The thought (mine, I'm sure) occurred to me that I should stop bugging God, especially when I still had my old, scratched pair to use. Finally I'd cleaned up the whole living room; I decided that I'd just have to use the others. No catastrophe. I should just stop whining and take off.

I was going out the door when I noticed one of my decorative magnetic hearts on the floor next to the door. They almost never fall off the metal coat closet. I was in a hurry so I wasn't going to pick it up, but at the last minute I changed my mind and bent to retrieve the heart.

There, caught behind the couch and right next to that heart, were my sunglasses!

I just started to laugh and cry all at once. And I felt ashamed that I'd spent so much of that glorious morning grousing about minor annoyances.
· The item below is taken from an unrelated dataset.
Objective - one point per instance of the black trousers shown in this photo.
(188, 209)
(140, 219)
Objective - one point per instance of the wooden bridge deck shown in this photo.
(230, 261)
This was a really little thing. But the significance of that heart on the floor next to the glasses I'd been praying about, let me know that my Father in Heaven had just given me a hug to let me know that even the little things matter to Him.

2 comments:

  1. I love it. It certainly gives us something to stop and think about. We are so blessed to have Heavenly Father there to remind us in the most subtle ways that He is there and that He loves us.

    ReplyDelete
  2. Yes! And that He doesn't mind taking time out of HIS busy day to do the insignificant things which turn out to be significant because He did them.